Intrigué parce que troublé par l’homme : « J’ai découvert Jacques Lusseyran avec Et la lumière fut », écrit Jérôme Garcin, Journaliste à l’Obs et animateur de l’émission « Le masque et la plume » sur France Inter le dimanche soir, écrivain attaché à sauver la mémoire d’auteurs injustement oubliés, dans Le Voyant (Éd. Gallimard, 192 p., 17,50 €). « Je me souviens très bien des émotions contradictoires que j’éprouvais à la lecture de ce témoignage magistral et capital. Le récit de ce héros, qu’aucun romancier n’aurait osé inventer, n’était-il pas trop exemplaire pour être vrai ? ».
Intrigué parce que attrapé par une langue extraordinaire d’amplitude et de générosité : « Tous ces mots, jaillis de la nuit absolue, avaient un éclat incomparable, ils répandaient sur la page une lumière éblouissante, presque trop crue ». Avec Le voyant, Jérôme Garcin a donc voulu raconter « pour comprendre »…
À la suite d’une banale bousculade à l’école, sa tête frappe un bureau, ses lunettes rigides se cassèrent et ses yeux avec. Énucléation... « La découverte fondamentale, je l’ai faite dix jours à peine après l’accident qui m’avait rendu aveugle. Elle me laisse encore ébloui (…) J’avais perdu mes deux yeux, je ne voyais plus la lumière du monde, et la lumière était toujours là »...
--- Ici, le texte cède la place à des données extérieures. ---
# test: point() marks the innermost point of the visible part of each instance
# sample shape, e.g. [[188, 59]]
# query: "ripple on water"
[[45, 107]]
Enfant précoce et intrépide,… il apprit le braille en quelques mois, reprit place aux côtés de ses petits camarades et fit de très brillantes études. Lorsque la guerre éclata, il créa son réseau de résistants, en assura le recrutement… tout en préparant Normale sup… En 1943 ce fut l’arrestation, la prison, Buchenwald et le miracle de la survie…
Le professeur sans yeux… fut accueilli à bras ouverts aux tats-Unis…Il fut un être libre et sensuel suprasensible et jamais rassasié de beauté…
Livre juste et pudique des contrastes de la nature humaine, Le voyant révèle ces profondeurs que Jacques Lusseyran, avec son regard à lui, savait si bien explorer chez les autres, au timbre de leur voix ou au rythme de leurs pas. » Arnaud Schwartz. La Croix 22 01 15.